Moldy grapes should be discarded. Issues with mold have to be dealt with in the vineyard, not the winery. That's why vineyards use large amounts of fungicides and other chemicals.
If you are purchasing grapes, and some are moldy, pick through them and get rid of any that look bad. Grapes should not be dirty and should not have contacted the ground. Adding metabisulphite after crush will take care of most of the existing yeast, your commercial yeast will out compete any that remain and the wine will sanitize itself when the alcohol is above 12% or so.
I some times spray off the grapes, but then you have to have to let them drip dry a while so the water clinging to the fruit doesn't water down your wine.
I usually do sanitize all my wine/cider equipment before using, in an attempt to minimize introducing Brett or some other bugs from my ongoing sour beer experiments, but I agree it seems like a waste of time if you consider all the bacteria/bugs that are present on fruit.
 
So I did some things that are almost certainly heretical...

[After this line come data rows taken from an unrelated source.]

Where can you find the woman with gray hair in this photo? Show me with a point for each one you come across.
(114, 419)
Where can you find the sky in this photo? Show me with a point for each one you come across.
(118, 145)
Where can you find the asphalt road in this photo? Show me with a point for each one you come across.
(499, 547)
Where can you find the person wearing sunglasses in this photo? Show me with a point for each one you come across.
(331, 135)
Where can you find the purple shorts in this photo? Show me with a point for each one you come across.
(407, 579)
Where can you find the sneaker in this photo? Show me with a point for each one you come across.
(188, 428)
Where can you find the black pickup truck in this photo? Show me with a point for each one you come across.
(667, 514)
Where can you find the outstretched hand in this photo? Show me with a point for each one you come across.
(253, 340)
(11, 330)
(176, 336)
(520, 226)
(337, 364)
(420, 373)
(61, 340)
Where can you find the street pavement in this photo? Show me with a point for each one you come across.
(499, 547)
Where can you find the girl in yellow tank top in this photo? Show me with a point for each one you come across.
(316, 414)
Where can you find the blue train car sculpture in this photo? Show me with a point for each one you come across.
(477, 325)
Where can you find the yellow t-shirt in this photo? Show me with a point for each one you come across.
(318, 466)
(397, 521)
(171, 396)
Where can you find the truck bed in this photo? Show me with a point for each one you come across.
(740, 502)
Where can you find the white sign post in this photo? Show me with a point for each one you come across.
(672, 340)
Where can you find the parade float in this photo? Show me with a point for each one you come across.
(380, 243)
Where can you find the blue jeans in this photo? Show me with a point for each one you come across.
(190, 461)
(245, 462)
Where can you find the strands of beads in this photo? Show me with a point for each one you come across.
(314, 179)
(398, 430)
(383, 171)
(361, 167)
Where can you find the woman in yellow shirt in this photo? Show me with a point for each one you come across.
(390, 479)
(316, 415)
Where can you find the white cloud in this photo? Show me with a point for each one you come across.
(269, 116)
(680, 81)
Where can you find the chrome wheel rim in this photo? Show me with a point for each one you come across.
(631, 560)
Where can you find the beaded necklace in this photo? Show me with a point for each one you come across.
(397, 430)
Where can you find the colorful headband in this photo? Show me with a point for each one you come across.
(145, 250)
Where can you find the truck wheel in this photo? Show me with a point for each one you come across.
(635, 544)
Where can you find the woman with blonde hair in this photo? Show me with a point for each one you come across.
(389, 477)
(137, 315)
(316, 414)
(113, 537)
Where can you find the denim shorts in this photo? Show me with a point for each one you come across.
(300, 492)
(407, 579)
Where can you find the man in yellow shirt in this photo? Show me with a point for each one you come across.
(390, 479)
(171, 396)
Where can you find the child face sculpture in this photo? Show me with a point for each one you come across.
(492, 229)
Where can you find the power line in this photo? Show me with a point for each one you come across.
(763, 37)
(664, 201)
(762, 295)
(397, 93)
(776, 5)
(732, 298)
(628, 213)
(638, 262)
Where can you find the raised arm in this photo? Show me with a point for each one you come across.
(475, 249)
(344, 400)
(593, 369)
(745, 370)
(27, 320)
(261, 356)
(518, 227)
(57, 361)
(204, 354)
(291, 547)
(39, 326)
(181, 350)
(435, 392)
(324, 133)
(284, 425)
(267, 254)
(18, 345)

These grapes were on sale 70% off. They had travelled 2,000 miles and sat on the shelf for weeks so their quality wasn't exactly top of the line. They were sticky, bruised, and some bunches had advanced mold growth on them.

The first thing I did was place them into 5 gallon pails, and soaked them for 24 hours in a dilute bleach solution (1 tablespoon per gallon of water). I then rinsed them with fresh water until I could not detect any residual chlorine odor, and then de-stemmed roughly 85% of the grapes (the bunches I found that had fully ripened stems I set aside to be fermented whole). I then crushed the grapes, separating out about 15% of the juice which I reduced down on the stove and added back to the must since the O.G. came in a little on the low side.

I then pitched the yeast at a much higher rate than I otherwise would have in the hope that it will suppress any unwanteds lingering in the must.